Don’t Forget the “Story” Part!

St Lawrence Hall was an important site in the Canadian anti-slavery movement

St Lawrence Hall was an important site in the Canadian anti-slavery movement

The pic at left is of Toronto’s St. Lawrence Hall–an important site in the Canadian abolitionist movement. The Anti-Slavery Society (founded in 1851) invited lecturers such as Frederick Douglass to speak there and the North American Convention of Colored People met here.

I was in Toronto since a very good college friend of mine–now a professor at the University of Michigan–was attending a symposium entitled “Tales of Slavery: Narrative of Slavery, the Slave Trade and Enslavement in Africa.”

Since my best friend (his wife) and I are writers, he thought we would enjoy a panel on “How Novelists Construct Past Slaveries.” He was right.
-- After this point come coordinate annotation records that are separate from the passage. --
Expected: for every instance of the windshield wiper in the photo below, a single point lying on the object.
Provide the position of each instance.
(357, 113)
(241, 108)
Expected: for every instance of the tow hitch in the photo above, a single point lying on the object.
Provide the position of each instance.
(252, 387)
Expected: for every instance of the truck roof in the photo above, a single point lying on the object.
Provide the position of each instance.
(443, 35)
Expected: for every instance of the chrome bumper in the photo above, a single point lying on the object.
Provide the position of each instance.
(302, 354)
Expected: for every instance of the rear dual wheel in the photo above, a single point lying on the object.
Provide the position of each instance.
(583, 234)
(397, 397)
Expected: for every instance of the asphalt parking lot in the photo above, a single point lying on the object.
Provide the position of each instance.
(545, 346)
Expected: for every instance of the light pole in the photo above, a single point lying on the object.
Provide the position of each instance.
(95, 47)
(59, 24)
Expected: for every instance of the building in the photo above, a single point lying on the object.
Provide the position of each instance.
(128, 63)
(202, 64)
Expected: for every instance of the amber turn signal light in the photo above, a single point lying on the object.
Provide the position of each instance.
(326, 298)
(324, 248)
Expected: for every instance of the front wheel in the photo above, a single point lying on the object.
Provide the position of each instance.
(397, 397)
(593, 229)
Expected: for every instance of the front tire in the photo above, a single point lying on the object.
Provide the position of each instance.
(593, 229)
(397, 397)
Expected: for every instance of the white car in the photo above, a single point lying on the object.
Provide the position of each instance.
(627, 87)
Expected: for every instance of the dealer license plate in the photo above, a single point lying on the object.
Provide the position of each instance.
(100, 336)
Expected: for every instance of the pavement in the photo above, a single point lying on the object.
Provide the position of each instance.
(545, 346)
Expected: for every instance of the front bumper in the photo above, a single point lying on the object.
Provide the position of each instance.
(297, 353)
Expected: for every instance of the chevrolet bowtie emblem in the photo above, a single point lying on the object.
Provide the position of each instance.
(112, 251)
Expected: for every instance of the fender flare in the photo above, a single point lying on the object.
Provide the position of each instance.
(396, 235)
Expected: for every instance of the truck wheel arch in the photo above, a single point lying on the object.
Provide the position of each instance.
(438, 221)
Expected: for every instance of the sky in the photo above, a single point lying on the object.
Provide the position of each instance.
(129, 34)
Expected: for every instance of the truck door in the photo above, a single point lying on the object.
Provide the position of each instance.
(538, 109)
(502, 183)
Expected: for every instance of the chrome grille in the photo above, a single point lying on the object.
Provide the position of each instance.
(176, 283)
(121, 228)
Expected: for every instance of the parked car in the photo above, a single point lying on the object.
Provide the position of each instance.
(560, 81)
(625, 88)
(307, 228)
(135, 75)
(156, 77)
Given that two of my published stories involved slaves, I was absolutely fascinated. Moderated by Kofi Anyidoho of the Univ. of Ghana, the panelists all spoke on their challenges, inspirations and realizations as they tried to turn history into a story. The panelists included African-Canadian author Lawrence Hill (The Book of Negroes, US title: Someone Knows My Name); South African authors Manu Herbstein (Ama, A Story of the Atlantic Slave Trade) and Yvette Christanse (The Unconfessed); and historian Natalie Davis (Fiction in the Archives, Slaves Onscreen, and Women on the Margins).

I found Mr Hill’s and Ms. Davis’ papers and answers during the Q&A to be the most compelling as I know the feeling of how going through an archives and reading things like lists can get you hyped and trigger questions that become inspirations, such as “Who were they? What were their lives like? What are their stories?”

I also liked Ms. Christanse’s honest answer to a question of “Can anyone write the story of another culture?” Her take on it was that in theory–yes–but there are certain stories that she’d be nervous about taking on, such as that of a Jew during the Holocaust. Chesya and I debate this question constantly, as, is it a matter of “appropriation”? Or as writers, shouldn’t we be able to write about anything or anyone if the facts are straight and the voice is true? That’s a whole other post for another time though.

Having been a history major myself and considering that I write historical fiction, I could see one problem if a historian wishes to create a work veering more towards creative writing than not. A comment was made about “Wondering what other historians would think.” I remember muttering, “We don’t necessarily care what you think. Who are you really writing for?”

Don’t get me wrong. No writer ever wishes to have their facts incorrect or to misinform others, but a creative writer is not the same as an academic writer. We can take some liberties where a historian writing a more non-fiction or scholarly work absolutely should not. We are not writing for scholars, we are weaving a story for the reader and there’s nothing worse than reading a novel that is just a stringing together of the author’s research notes. While I believe historians have the capability to write an engaging story, they have to be able to be skilled enough as a storyteller as well.

History is a great inspiration for fiction, without a doubt, but to make it come alive…one can’t forget the “story” part of it.